For years, many Muslim countries have not just looked the other way when individuals or groups sought to carry out jihad against “infidels”; they have laws on the books making it illegal to do anything even remotely inflammatory against Islam. This witch-hunt atmosphere has, of course, lead to arbitrary detentions, assaults, mob attacks and murders.

Just recently, it reached yet another zenith of malice after a Christian-Pakistani woman and mother of five was sentenced to death by hanging for allegedly speaking ill of Muhammad. She rotted in jail for 17 months before the verdict. She, her husband and lawyers have repeatedly denied any wrongdoing. They’re now filing an appeal.

The whole premise is based on the infamous blasphemy laws which have been adopted in many Muslim nations. A recent report from the Human Rights First organization cites dozens of cases in which Christians and other nonbelievers have been persecuted, jailed, maimed or executed in countries such as Iran, Pakistan, Malaysia, Saudi Arabia and Indonesia.

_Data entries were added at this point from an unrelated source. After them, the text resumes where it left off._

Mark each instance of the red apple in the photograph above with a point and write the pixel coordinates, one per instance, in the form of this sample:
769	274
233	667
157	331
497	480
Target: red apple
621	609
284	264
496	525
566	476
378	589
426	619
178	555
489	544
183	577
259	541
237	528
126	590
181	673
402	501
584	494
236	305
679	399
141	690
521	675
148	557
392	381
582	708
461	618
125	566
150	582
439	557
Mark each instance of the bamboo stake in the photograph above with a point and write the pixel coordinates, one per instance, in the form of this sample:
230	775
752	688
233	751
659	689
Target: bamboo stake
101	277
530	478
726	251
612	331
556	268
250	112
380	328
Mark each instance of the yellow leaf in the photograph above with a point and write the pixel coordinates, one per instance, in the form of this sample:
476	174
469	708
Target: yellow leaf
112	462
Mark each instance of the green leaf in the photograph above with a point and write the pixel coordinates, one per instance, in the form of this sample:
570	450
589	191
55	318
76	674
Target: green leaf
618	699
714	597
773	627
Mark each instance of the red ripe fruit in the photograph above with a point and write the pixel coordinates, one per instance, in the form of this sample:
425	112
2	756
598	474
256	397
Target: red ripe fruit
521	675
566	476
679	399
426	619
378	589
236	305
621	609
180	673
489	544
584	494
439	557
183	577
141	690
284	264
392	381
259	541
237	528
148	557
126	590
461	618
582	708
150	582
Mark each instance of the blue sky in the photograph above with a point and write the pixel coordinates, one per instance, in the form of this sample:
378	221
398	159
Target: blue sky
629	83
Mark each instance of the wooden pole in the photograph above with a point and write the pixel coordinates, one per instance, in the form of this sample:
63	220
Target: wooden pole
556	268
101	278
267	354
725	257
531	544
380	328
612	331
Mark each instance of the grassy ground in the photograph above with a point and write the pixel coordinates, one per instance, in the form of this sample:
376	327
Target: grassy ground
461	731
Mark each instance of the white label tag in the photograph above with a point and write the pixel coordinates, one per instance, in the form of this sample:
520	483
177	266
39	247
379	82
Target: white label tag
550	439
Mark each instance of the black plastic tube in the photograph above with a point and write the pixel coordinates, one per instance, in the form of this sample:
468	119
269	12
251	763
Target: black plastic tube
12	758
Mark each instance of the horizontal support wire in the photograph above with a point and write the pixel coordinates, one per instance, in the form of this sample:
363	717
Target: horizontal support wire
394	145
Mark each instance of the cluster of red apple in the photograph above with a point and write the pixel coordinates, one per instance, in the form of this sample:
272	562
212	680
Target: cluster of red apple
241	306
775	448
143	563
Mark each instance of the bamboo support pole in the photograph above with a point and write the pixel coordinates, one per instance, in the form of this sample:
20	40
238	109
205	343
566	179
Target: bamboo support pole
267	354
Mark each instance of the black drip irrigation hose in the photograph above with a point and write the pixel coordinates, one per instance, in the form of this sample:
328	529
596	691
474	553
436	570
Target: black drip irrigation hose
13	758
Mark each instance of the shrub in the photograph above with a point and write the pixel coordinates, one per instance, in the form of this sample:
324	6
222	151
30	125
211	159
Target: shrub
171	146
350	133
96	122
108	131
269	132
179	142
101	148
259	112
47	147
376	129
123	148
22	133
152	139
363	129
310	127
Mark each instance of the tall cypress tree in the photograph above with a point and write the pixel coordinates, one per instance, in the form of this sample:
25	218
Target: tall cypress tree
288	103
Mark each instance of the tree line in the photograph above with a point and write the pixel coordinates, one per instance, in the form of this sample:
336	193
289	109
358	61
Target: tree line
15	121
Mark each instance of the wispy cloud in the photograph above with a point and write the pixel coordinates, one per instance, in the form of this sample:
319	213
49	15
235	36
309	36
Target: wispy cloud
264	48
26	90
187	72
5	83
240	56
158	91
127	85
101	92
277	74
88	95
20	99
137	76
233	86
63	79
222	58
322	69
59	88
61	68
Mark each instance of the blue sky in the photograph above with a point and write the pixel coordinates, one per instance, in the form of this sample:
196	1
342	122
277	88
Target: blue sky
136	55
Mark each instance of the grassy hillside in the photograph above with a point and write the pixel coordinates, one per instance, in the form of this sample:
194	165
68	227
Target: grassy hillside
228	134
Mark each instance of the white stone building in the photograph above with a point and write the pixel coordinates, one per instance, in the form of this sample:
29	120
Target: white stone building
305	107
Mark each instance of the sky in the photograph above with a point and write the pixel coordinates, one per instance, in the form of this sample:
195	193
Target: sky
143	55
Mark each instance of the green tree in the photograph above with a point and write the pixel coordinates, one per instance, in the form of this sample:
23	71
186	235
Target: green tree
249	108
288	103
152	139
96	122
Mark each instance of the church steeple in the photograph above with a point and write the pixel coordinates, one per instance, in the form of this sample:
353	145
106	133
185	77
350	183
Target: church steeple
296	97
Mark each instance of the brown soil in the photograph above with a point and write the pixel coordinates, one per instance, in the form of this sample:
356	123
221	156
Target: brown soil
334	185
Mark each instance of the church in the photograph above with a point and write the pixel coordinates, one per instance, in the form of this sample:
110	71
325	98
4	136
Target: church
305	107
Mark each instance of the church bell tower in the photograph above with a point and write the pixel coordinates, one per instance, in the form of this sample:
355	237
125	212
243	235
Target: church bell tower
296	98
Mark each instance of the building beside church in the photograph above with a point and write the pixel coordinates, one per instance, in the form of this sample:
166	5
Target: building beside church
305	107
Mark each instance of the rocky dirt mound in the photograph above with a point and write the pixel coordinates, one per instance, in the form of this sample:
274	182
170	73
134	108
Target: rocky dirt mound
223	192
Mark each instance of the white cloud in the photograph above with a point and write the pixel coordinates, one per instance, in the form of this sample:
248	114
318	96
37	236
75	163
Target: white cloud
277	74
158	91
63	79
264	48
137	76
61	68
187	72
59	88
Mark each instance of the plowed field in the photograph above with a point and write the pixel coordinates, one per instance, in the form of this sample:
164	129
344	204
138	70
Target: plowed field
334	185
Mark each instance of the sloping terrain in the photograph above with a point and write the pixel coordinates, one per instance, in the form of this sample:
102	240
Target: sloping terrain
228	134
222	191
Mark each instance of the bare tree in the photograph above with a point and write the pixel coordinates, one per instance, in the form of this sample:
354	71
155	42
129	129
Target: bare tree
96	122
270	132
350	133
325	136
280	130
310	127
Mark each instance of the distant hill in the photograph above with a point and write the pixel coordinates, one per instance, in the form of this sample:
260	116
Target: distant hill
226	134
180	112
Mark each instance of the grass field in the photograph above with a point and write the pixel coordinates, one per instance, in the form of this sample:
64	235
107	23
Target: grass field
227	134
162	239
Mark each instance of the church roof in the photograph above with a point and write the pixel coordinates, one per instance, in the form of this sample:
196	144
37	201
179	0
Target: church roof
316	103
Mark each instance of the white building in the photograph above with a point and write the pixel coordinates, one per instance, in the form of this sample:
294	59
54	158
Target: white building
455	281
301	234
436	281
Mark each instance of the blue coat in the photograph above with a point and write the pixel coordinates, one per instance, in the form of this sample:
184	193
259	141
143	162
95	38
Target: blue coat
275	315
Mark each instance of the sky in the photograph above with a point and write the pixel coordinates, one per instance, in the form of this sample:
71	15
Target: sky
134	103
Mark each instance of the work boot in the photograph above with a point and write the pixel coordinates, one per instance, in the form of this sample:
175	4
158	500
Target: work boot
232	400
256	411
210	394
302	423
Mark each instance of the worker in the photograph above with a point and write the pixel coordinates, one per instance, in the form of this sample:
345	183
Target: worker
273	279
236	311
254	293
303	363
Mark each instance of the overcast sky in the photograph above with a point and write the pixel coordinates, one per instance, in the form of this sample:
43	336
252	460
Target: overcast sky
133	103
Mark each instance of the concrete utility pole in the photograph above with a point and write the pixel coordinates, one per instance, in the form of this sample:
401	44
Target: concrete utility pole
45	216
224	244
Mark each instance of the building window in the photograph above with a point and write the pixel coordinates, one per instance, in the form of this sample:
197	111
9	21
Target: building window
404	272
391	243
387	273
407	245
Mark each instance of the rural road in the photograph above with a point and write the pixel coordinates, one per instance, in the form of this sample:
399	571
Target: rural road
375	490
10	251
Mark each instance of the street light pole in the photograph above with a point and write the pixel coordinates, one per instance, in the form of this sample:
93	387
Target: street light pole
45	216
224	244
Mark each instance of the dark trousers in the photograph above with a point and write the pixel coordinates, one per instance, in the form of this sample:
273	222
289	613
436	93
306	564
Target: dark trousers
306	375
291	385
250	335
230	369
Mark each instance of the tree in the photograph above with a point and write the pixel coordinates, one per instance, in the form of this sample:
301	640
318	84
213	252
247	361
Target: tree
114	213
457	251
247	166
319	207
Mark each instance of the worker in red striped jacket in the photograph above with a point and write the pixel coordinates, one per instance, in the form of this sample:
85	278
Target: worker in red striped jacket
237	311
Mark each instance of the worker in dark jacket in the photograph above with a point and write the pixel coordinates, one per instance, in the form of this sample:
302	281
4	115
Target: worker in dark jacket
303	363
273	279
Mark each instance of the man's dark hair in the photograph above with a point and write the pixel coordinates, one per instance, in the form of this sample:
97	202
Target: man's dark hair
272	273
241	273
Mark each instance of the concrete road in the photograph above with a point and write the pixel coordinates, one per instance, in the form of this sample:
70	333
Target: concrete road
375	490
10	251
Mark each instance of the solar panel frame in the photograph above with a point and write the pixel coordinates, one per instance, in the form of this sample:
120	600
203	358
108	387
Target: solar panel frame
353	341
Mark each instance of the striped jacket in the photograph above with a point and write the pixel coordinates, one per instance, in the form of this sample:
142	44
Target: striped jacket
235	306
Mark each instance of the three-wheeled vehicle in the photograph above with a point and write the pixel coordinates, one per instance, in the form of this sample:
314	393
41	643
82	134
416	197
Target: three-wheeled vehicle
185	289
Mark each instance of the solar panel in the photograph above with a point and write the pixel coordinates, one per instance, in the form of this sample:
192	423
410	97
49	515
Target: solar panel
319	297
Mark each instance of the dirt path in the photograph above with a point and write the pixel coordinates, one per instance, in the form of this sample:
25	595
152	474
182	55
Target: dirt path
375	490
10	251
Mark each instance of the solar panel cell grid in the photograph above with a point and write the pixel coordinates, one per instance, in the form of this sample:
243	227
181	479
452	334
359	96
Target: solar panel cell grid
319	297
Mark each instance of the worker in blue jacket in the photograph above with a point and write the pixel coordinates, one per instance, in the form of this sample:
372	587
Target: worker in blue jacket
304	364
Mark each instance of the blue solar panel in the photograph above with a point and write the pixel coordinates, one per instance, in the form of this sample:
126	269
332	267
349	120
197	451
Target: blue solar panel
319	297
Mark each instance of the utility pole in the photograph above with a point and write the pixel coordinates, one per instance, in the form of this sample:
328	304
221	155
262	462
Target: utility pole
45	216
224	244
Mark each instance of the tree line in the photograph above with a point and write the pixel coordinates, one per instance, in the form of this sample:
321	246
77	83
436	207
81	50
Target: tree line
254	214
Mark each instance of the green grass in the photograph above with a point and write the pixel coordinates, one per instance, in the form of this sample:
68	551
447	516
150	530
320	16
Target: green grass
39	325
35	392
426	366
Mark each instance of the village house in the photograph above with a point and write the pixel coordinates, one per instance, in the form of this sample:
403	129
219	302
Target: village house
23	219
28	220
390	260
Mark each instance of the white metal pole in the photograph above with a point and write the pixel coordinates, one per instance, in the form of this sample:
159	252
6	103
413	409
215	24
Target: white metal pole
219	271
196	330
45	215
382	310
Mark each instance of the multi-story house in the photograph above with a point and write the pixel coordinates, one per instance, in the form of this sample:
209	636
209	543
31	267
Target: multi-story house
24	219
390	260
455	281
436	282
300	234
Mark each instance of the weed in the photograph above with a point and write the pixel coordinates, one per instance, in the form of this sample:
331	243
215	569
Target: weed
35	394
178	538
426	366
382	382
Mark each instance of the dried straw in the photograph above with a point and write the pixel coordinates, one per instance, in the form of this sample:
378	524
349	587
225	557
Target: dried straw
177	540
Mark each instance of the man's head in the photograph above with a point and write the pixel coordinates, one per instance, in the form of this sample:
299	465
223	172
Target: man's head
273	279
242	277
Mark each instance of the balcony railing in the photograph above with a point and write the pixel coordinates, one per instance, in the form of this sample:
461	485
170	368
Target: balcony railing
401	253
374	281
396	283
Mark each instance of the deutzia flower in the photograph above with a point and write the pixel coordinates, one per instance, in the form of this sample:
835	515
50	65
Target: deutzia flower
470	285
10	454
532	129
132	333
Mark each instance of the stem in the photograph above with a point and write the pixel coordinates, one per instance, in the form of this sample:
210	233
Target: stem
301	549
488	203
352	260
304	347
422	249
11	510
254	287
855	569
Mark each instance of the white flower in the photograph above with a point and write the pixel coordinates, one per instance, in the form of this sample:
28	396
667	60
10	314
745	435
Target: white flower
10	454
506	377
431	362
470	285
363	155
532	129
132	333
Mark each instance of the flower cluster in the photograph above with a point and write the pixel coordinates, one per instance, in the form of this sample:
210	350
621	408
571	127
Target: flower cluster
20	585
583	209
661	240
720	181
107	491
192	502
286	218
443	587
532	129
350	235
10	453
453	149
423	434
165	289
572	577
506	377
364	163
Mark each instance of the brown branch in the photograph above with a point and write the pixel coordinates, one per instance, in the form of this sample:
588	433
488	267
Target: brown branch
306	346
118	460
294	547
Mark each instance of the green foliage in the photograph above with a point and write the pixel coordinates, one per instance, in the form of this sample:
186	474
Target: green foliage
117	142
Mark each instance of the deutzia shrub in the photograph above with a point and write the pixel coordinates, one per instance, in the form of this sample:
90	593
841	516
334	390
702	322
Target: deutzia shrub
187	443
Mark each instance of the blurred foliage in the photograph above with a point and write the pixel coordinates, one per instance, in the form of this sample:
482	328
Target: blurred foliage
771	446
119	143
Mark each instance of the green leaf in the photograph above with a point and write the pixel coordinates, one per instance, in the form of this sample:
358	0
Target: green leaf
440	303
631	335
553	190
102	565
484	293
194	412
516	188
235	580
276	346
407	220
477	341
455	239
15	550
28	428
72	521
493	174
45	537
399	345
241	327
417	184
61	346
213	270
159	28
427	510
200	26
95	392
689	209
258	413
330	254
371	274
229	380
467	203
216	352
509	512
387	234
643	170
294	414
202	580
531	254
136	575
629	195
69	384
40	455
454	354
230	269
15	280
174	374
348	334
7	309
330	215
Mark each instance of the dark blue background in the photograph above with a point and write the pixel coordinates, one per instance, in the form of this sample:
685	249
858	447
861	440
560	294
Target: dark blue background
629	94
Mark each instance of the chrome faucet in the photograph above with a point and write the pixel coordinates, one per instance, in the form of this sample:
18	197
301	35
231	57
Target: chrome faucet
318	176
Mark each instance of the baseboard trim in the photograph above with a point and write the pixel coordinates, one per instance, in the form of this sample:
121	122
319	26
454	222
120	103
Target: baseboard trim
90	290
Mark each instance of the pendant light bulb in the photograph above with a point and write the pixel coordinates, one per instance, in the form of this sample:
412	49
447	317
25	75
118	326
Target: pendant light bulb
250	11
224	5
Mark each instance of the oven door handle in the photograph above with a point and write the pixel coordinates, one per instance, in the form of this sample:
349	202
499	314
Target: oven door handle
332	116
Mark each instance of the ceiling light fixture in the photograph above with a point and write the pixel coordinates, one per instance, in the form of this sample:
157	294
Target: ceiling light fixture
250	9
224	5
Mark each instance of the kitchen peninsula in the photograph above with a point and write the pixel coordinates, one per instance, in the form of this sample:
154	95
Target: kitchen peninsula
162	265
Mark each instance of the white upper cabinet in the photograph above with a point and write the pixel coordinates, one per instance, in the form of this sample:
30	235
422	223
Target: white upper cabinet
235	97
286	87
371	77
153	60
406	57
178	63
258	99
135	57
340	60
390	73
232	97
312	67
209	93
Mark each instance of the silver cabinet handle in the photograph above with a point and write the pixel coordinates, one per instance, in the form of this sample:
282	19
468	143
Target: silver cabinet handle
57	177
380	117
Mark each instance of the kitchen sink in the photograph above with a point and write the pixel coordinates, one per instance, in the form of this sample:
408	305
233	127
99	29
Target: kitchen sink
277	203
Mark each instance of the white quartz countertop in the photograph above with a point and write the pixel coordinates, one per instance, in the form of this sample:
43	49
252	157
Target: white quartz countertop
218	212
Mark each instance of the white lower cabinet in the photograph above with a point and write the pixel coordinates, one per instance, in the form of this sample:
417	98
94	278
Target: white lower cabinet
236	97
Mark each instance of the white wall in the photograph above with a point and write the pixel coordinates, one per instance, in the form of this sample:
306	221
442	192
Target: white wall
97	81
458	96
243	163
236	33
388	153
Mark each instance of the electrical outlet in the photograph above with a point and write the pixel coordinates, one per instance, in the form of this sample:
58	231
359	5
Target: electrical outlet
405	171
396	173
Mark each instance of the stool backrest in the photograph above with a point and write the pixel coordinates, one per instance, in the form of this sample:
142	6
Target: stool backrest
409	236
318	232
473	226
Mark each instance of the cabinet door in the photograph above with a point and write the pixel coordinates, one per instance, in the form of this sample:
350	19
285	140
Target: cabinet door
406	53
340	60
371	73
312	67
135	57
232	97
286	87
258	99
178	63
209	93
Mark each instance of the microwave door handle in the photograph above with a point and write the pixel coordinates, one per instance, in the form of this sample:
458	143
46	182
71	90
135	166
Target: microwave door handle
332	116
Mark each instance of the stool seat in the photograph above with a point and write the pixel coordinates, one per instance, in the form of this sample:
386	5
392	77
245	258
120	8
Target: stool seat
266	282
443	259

What many people don’t know is that since 1999, Muslim countries have been looking to legalize such laws on the international level through the UN. The initiative is called the “Defamation of Religions” resolution, and will basically make it the norm to legally discriminate against any citizen who believes in a religion different than the official one of the state. It’s due to come up for a vote again in the next few weeks.